所以,一心想攛掇著能全軍壓向東面,把綏德軍和晉寧打回去,甚至直接打到延州去……

「大王,蘭州的禹藏花麻和木征一直沒給個準信,這一年信使往返多次,一直就是含含糊糊的。」

「現在宋軍打下了皋蘭,雖然不至于威脅到卓和南軍司,可對于大王招攬禹藏花麻和木征的大事,勢必會有不好的影響。」

「況且,蘭州與青塘唃廝羅不和,我大夏了解,難不成宋國不了解?」

「會川的郭逵又與蘭州各方勢力多有往來。如今打下皋蘭,若趁勢南下,恐怕禹藏花麻和木征,轉頭就歸順宋國了。」

「如此看來,西邊是必須重兵壓過去的,只有把皋蘭收復,才能讓大王謀算蘭州幾年的心血不白費。」

這個好像也有些道理。

這時候是真正的公說公有理,婆說婆有理。

各人有各人的立場,也自然能找到符合自己立場和利益的措辭。

很多事都是這樣,不同角度能看到不同的問題,也就有了不同的結論。

「陛下,諸位將軍,我們何不換個角度想問題?」

「眾所周知,如今與我大夏作戰的主帥乃是宋國太子,是宋國未來的帝王,還是唯一的繼承人……」

景洵盡管在西夏,可還是沒舍得丟掉士人的做派。比如稱呼,他就覺得稱呼什麼大王很不合適,就應該是正式的稱呼陛下。

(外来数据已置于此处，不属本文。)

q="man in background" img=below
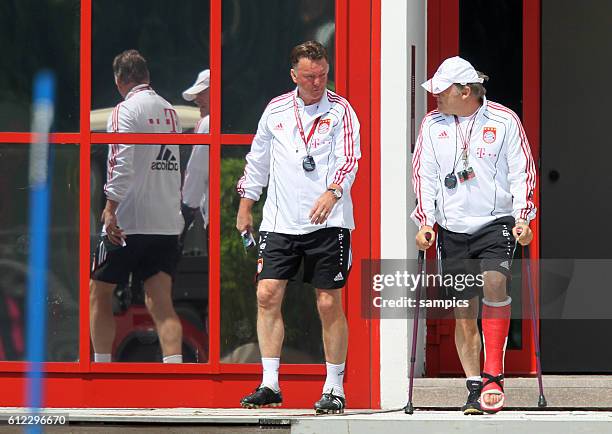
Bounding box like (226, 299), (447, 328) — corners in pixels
(90, 49), (184, 364)
(181, 69), (210, 239)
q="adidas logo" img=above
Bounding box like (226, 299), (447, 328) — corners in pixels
(438, 130), (449, 139)
(333, 272), (344, 282)
(499, 260), (510, 270)
(273, 122), (284, 130)
(151, 145), (179, 171)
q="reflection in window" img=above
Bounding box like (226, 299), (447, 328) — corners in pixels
(0, 144), (79, 361)
(90, 144), (209, 363)
(0, 0), (79, 132)
(220, 146), (324, 364)
(91, 0), (210, 131)
(222, 0), (335, 133)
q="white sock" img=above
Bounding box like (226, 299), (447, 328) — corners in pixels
(467, 376), (482, 382)
(323, 362), (345, 397)
(163, 354), (183, 363)
(261, 357), (280, 392)
(94, 353), (111, 362)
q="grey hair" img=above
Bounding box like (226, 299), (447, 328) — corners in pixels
(454, 71), (489, 101)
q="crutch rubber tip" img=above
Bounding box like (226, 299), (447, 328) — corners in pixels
(404, 403), (414, 414)
(538, 396), (547, 408)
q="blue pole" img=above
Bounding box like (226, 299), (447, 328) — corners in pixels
(25, 70), (55, 434)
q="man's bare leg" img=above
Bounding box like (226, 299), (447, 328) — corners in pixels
(90, 279), (117, 360)
(144, 272), (183, 359)
(256, 279), (288, 358)
(255, 279), (288, 392)
(454, 295), (481, 378)
(316, 288), (348, 401)
(316, 288), (348, 364)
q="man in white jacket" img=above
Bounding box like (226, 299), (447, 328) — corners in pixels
(412, 56), (536, 414)
(90, 50), (184, 364)
(237, 41), (360, 414)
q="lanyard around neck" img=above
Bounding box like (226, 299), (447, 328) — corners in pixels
(454, 114), (477, 166)
(293, 95), (322, 154)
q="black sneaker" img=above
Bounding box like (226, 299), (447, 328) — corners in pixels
(314, 390), (346, 415)
(461, 380), (483, 415)
(240, 386), (282, 408)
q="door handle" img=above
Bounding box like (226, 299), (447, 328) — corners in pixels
(548, 170), (560, 183)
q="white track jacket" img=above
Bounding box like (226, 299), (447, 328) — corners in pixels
(104, 84), (183, 235)
(237, 88), (361, 235)
(411, 97), (537, 234)
(182, 115), (210, 227)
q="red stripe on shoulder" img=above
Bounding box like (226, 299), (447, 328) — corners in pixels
(267, 92), (293, 108)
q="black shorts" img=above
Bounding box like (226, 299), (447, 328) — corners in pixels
(437, 216), (516, 300)
(91, 234), (180, 285)
(257, 227), (351, 290)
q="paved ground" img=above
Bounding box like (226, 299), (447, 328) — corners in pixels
(0, 426), (289, 434)
(1, 408), (612, 434)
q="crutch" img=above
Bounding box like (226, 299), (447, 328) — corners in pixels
(523, 241), (547, 407)
(405, 232), (431, 415)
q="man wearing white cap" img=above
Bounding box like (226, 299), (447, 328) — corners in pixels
(411, 56), (536, 414)
(181, 69), (210, 238)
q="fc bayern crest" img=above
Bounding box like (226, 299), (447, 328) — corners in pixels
(483, 127), (496, 144)
(317, 118), (331, 134)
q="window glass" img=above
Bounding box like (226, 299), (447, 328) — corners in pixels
(221, 0), (335, 133)
(91, 0), (210, 132)
(0, 144), (79, 361)
(220, 146), (324, 364)
(0, 1), (79, 132)
(459, 0), (522, 117)
(90, 144), (209, 363)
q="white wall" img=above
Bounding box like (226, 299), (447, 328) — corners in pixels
(379, 0), (427, 409)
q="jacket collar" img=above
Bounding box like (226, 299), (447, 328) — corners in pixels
(440, 95), (489, 123)
(293, 87), (331, 116)
(125, 83), (152, 100)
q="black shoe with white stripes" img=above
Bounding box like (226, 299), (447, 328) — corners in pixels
(461, 379), (483, 415)
(240, 386), (282, 408)
(314, 390), (346, 415)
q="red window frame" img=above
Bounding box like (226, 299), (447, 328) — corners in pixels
(425, 0), (541, 377)
(0, 0), (381, 408)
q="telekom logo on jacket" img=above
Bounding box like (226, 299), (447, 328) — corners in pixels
(146, 108), (179, 133)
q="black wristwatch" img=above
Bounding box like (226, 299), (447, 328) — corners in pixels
(328, 188), (342, 200)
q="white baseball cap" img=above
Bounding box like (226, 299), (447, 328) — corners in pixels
(421, 56), (483, 94)
(182, 69), (210, 101)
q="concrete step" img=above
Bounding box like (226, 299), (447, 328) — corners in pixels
(412, 376), (612, 408)
(292, 411), (612, 434)
(1, 407), (611, 434)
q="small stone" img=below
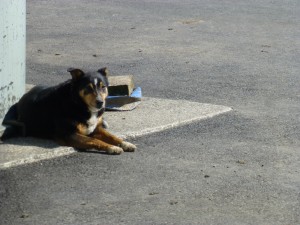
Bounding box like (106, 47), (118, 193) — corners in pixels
(20, 213), (29, 218)
(169, 200), (178, 205)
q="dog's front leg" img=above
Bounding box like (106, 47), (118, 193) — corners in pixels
(91, 126), (136, 152)
(63, 133), (124, 154)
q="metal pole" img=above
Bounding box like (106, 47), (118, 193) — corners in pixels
(0, 0), (26, 131)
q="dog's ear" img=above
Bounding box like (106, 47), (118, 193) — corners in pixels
(98, 67), (109, 77)
(67, 68), (84, 80)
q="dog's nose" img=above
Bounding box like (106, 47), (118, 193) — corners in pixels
(96, 99), (103, 108)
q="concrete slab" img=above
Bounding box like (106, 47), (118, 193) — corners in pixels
(107, 97), (232, 138)
(0, 97), (232, 169)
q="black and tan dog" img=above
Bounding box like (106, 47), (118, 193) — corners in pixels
(1, 67), (136, 154)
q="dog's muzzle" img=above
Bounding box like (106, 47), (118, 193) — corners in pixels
(96, 99), (103, 109)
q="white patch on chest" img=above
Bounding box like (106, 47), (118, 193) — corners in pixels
(86, 113), (98, 134)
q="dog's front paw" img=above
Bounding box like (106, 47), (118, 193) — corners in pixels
(107, 146), (124, 155)
(120, 141), (136, 152)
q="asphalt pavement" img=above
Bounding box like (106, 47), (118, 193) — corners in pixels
(1, 0), (299, 224)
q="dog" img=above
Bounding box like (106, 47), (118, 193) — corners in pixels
(1, 67), (136, 154)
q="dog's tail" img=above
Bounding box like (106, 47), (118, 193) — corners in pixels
(1, 103), (24, 141)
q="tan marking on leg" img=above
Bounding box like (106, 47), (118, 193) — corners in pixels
(76, 123), (88, 135)
(92, 125), (136, 152)
(92, 126), (123, 146)
(64, 133), (123, 154)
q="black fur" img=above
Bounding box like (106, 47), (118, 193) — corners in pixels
(1, 69), (108, 140)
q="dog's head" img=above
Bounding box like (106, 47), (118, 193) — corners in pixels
(68, 67), (109, 112)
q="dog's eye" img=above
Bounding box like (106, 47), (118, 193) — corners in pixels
(84, 85), (93, 94)
(99, 82), (106, 90)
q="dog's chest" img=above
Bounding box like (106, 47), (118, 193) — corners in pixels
(86, 113), (98, 134)
(76, 113), (100, 135)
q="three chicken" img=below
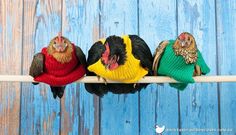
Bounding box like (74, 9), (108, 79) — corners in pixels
(29, 32), (210, 99)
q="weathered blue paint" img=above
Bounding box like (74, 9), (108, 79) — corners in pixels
(0, 25), (2, 33)
(178, 0), (219, 135)
(20, 1), (61, 134)
(216, 0), (236, 134)
(61, 0), (100, 135)
(139, 1), (179, 135)
(0, 0), (23, 134)
(6, 17), (12, 43)
(0, 0), (236, 134)
(99, 0), (139, 135)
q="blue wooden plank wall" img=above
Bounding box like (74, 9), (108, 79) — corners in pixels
(0, 0), (235, 135)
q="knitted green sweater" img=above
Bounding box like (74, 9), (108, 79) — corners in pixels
(157, 40), (210, 90)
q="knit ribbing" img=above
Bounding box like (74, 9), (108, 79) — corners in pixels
(157, 41), (195, 83)
(157, 40), (210, 90)
(88, 35), (148, 83)
(42, 44), (78, 76)
(34, 44), (86, 86)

李諒詐還就好這一口。景洵更喜歡裝逼,拿捏一下,做做勢。

這時候他停頓了,就是在等人接茬……

「哪有怎樣?」

果然有人接茬。景洵在整個西夏的朝堂,是非常有優越感的。

「多少年宋國與我大夏交戰,何嘗有把策引戰打成主力戰線的情況?」

「種諤和郭逵如此瘋狂的,不顧及深入我大夏境內作戰,目的會是什麼?各位可曾想過?」

「他們的目的就是在遮掩宋國秦州兵力以及主帥不及的事實,引導我大夏騎兵分兵攻打皋蘭和葭蘆河,從而為宋國的秦州一帶減輕壓力!」

這一次景洵是自問自答,根本沒舍得停頓……他擔心有人想到了,讓他心里憋著的高深想法說不出來。

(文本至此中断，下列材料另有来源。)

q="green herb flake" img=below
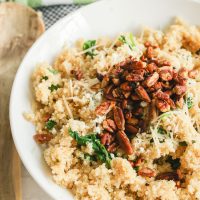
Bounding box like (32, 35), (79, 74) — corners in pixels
(48, 68), (59, 75)
(41, 76), (48, 81)
(48, 84), (60, 92)
(166, 156), (180, 170)
(69, 129), (111, 167)
(84, 154), (97, 161)
(119, 33), (136, 50)
(83, 40), (97, 58)
(179, 141), (187, 147)
(185, 96), (193, 109)
(133, 166), (139, 172)
(157, 126), (167, 135)
(46, 120), (56, 130)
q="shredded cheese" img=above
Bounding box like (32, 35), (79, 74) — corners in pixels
(62, 96), (73, 119)
(75, 44), (103, 56)
(68, 79), (73, 97)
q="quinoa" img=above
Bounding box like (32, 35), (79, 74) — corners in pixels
(26, 18), (200, 199)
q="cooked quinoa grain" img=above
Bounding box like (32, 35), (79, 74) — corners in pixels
(27, 18), (200, 199)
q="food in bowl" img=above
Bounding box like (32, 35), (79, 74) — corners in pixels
(25, 18), (200, 199)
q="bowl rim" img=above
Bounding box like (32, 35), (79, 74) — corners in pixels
(9, 0), (200, 199)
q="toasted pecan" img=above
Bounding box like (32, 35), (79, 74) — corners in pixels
(135, 86), (151, 103)
(34, 133), (53, 144)
(113, 107), (125, 130)
(138, 167), (156, 177)
(116, 130), (133, 155)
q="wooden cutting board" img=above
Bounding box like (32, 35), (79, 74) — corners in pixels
(0, 3), (45, 200)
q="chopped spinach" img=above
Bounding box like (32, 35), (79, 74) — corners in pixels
(179, 141), (187, 147)
(41, 76), (48, 81)
(185, 96), (193, 109)
(119, 33), (136, 50)
(46, 120), (56, 130)
(84, 153), (97, 161)
(69, 129), (112, 167)
(157, 126), (168, 135)
(83, 40), (97, 58)
(133, 166), (139, 172)
(48, 84), (60, 92)
(48, 68), (59, 75)
(166, 156), (180, 170)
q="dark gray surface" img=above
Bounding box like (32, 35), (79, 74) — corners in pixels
(37, 5), (82, 29)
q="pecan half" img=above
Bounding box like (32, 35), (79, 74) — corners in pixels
(95, 101), (115, 115)
(120, 82), (132, 91)
(135, 86), (151, 103)
(125, 124), (138, 135)
(146, 46), (154, 58)
(173, 72), (187, 85)
(145, 72), (159, 87)
(173, 85), (187, 96)
(107, 143), (118, 153)
(100, 132), (115, 146)
(155, 172), (179, 181)
(156, 99), (170, 112)
(102, 119), (117, 133)
(132, 69), (145, 76)
(149, 82), (162, 92)
(159, 69), (173, 81)
(113, 106), (125, 130)
(116, 130), (133, 155)
(155, 90), (169, 100)
(126, 73), (144, 82)
(129, 60), (146, 70)
(138, 167), (156, 177)
(146, 63), (157, 73)
(34, 133), (53, 144)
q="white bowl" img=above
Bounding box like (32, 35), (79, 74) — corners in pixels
(9, 0), (200, 199)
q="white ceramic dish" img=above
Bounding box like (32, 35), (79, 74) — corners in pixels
(9, 0), (200, 199)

因為他看到了,大夏皇帝的內相梁乙埋,似乎有開口的意思,所以趕緊把話說完了。

果然……

「陛下,乙埋贊同景相公所言。宋國殿下趙曦,這次主導對我大夏作戰,是因為他有南征安南的前例。」

「而他所謂的南征經歷,說白了是宋國文臣忌憚狄青功高,而將南征功勞戴在他頭上的做法。」

「如今狄青因病致仕,宋國西軍中也就種家折家,以及郭逵還算得上有跟我大夏一戰之力的將帥。」

「但我大夏在宋國侮辱使臣,殘害我大夏武士之初,在整個與宋國的邊境,全線對其開戰。這樣的做法,讓宋國無法朝堂一時無法調任將帥,每一處都需要防備。是故,才有了宋國太子殿下擔任主帥的事實。」

梁乙埋早憋不住了,有些想法是跟景洵相同的。他倆沒有具體的勢力地盤,所以在考慮時,可以完全撇開如今的損失去考慮。

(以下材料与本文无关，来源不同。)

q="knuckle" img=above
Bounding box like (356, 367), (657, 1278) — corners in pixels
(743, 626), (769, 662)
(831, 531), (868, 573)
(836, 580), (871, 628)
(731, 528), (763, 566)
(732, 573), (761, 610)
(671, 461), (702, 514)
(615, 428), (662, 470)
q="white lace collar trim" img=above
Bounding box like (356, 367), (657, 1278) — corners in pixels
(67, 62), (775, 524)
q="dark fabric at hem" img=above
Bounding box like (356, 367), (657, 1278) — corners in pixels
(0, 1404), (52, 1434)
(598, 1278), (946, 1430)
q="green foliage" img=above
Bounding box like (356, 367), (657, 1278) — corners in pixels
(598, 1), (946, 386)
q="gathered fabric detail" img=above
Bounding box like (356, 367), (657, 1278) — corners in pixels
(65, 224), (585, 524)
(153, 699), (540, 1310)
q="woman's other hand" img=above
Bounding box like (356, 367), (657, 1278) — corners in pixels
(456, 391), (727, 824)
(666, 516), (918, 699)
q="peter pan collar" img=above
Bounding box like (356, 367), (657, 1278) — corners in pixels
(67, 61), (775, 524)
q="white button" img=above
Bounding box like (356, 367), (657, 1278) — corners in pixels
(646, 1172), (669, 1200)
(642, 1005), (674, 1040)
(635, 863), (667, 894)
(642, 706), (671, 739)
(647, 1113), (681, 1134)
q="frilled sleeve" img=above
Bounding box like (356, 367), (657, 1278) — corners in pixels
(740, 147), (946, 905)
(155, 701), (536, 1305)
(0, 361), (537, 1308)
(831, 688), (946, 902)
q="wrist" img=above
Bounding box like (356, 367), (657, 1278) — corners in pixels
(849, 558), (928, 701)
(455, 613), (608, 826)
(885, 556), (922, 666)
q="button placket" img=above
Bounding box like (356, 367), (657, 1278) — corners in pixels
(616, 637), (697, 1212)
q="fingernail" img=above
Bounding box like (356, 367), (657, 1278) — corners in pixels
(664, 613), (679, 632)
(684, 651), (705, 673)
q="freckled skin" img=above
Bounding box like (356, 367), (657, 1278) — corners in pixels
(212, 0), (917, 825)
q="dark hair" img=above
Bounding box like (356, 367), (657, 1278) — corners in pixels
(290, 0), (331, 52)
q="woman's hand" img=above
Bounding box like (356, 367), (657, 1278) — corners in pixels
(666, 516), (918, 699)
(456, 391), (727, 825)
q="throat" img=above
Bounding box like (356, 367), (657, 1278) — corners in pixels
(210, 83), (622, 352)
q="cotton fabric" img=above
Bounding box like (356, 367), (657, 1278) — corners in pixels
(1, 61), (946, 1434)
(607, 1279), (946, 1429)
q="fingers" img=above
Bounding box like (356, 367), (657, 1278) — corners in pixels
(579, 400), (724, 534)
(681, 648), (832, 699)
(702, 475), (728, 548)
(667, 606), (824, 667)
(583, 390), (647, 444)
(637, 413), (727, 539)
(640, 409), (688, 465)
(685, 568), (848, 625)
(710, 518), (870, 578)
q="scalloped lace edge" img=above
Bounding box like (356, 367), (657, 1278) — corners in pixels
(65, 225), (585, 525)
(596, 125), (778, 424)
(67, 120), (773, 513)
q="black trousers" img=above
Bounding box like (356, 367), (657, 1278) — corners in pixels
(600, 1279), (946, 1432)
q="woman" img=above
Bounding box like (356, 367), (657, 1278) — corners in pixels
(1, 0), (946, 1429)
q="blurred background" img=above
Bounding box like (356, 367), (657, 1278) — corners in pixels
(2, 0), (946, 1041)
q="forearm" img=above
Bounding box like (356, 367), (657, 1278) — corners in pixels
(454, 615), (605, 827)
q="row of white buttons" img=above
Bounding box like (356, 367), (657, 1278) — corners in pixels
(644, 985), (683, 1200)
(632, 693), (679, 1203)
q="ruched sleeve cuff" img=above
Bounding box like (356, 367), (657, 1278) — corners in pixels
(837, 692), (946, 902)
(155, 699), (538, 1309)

可惜,還是讓景洵搶先了,所以他一句接一句的把景洵後面想說的都說了。

這時候是不是該說一句︰果然是自己人才了解自己人?最起碼景洵和梁乙埋,是純粹以漢人的思維去考慮問題的。

「陛下,如內相所言。宋國太子我是見過的,魯莽沖動之輩而已。」

「當初我隨寧令哥出使宋國,宋國太子因寧令哥幾句激言,便不知所為的以身涉險,非沉穩性子。」

「如今之勢,不管宋軍在東西兩路如何猖狂,我大夏只需要集中兵力,直搗秦州,將那宋國太子拿下……別說是皋蘭葭蘆河,到時候商討延州又如何?」

論嘴皮子,那怕是在國朝,這些文士都所向披靡,更何況在這些只識得彎弓腰刀的西夏朝堂?

景洵和梁乙埋這一唱一和,把本來還爭論著往東往西的西夏勛貴,直接說愣了。

好像真的是這麼回事。

不說這秦州有宋國太子,關鍵是這一路適合策馬奔騰,還有沿路那些密密麻麻的軍寨…~話說,大夏武士出征,口糧全靠掠奪的。